The elders’ eyes moved to me.

Levi’s spine tightened protectively. His hand brushed my thigh in a silent, grounding gesture. I leaned closer without thinking.

Elara settled beside me. “It’s a blessing,” she whispered. “Or a possibility.”

Possibility.

That word sat in my chest like a stone wrapped in silk, soft, heavy.

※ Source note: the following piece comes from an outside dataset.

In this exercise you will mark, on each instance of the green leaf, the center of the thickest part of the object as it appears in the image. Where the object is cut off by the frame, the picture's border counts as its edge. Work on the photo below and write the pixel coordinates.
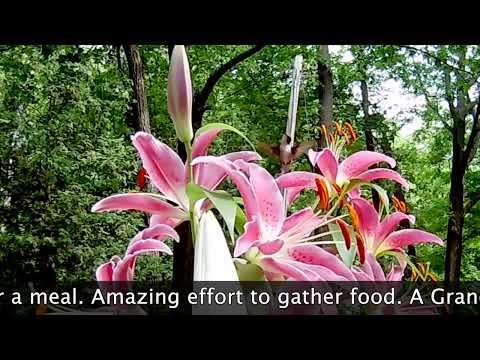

Before the moment could grow too solemn, Soren ran in front of the fire carrying a bundle of something wrapped in cloth. He dropped it with dramatic flair. A few kids gasped.

“Magic trick!” he announced.

His confidence suggested disaster, but the adults didn’t stop him.

He unwrapped the bundle, glowstone sand. I’d seen it earlier: harmless, tiny grains that sparked like glitter when rubbed.

The twins rushed forward with the other kids.

Aria, always the brave and curious, scooped some of the sand into her palm. She held it up to her face, concentrating.

Lior tried to mimic her, eyes narrowed as if thinking very hard.

For a moment, nothing happened.

Then a small, bright spark jumped between their hands.

Just a flicker of light, gentle, warm, unmistakably magic.

The fire didn’t react.
But the wolves did.

A ripple went through the circle.

Some people gasped softly.
Some whispered prayers.
Some simply watched with eyes wide and shining.

Hope.
Fear.
Reverence.

Maren murmured, “Bloodlines do not lie.”

Caelum’s expression softened, sorrow and wonder blending into something new.

Levi froze beside me.

Not in fear, in recognition.

He leaned close, his voice low. “They’re reacting to the island. Not just the magic. The land itself.”

I looked at him. “Is that good?”

His gaze flicked to the elders, then back to the twins, then to me.

“It means they’re tied to this place. To what my mother carried. To what you carry.”

My pulse stuttered.

The twins giggled, delighted by their spark.

Soren tried to recreate it. Nothing happened. He looked mildly betrayed.

The adults laughed: a soft, warm sound that rolled around the fire. Someone handed the kids fruit pieces. Someone else told Soren not to take it personally.

The pack relaxed. The doubt was gone, but wonder remained.

Levi’s hand slid over mine slowly, deliberately.

“Thank you,” he whispered.

“For what?” I asked, breath catching.

“For giving them this. For letting them be seen.”

He wasn’t looking at the fire anymore.
He wasn’t looking at the twins.
He was looking at me.

And in his eyes was something heavier than gratitude... something that felt like trust trying to grow roots.

The night settled around us.
Warm.
Quiet.
Alive.

And for the first time, I realized the island wasn’t just accepting me.

It was watching me.

Waiting…and for the first time, I wasn’t sure if I should run from it or walk toward it.